When one former hero - the vile, rapist-murderer government agent known The Comedian - is murdered, the outlaw hero Rorschach begins his investigation. Rorschach is one of the finest fictional characters ever created. A twisted Batman - a detective as demented as he is driven, right-wing enough to make the reader uncomfortable rooting for him, frightening yet pathetic. Dave Gibbons' character design is stunning - a film-noir hat and trenchcoat, with a fluid black and white ink blot test instead of a face.
Gibbons' rigid 9 panel grid layout creates the perfect atmosphere of tension and claustrophobia - you wait for the artwork to explode along with the plot. The plot may be one of the few things that doesn't quite work anymore. The idea of doing something terrible to unite the world as it moves to the brink of nuclear Armageddon seems very much tied to its era. The nuclear fear just isn't as all-pervasive as it was when I was growing up in the 80s with talk of 4 minute warnings and fallout shelters.
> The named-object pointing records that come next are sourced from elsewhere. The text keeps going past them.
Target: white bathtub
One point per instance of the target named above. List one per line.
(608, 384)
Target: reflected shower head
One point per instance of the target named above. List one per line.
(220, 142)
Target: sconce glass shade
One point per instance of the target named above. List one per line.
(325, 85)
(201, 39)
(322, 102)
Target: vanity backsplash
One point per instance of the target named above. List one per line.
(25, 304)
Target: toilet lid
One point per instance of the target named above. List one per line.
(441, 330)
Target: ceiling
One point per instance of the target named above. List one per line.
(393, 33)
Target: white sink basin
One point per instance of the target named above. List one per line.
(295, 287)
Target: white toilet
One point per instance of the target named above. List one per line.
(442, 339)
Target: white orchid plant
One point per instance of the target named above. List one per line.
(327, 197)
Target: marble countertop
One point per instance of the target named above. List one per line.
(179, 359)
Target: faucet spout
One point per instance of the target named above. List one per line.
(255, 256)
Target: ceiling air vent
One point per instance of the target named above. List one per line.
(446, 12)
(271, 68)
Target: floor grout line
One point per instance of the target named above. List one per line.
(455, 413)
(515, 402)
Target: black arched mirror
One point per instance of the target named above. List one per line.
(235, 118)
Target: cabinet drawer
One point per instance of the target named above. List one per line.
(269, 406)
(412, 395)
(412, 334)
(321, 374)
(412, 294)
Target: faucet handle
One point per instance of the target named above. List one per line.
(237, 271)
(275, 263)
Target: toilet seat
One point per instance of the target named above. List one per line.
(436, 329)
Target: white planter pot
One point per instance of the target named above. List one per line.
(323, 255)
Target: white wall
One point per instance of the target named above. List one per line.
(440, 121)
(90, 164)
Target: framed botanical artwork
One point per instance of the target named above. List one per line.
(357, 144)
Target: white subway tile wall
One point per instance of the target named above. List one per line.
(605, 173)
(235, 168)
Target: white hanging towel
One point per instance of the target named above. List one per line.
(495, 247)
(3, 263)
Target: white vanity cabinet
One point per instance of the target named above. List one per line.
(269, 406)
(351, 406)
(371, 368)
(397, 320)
The threat is still here, but its one of many now, along with environmental, biological, terrorist, or financial disaster.
But Alan Moore knows how to write comics. You gloss over any minor faults, and a couple of those text only pages in between chapters, because you know you are in the hands of a master. You may not warm to any of his characters but you enjoy the way he writes them, and you are dying to know what happens to them. Watchmen is the first and only comic that many people have read as adults, due to its stature as a classic of literature, not just the comic book genre. Its not my absolute favourite, but its absolutely one of my favourites, and has most of the qualities that make me love comics so much.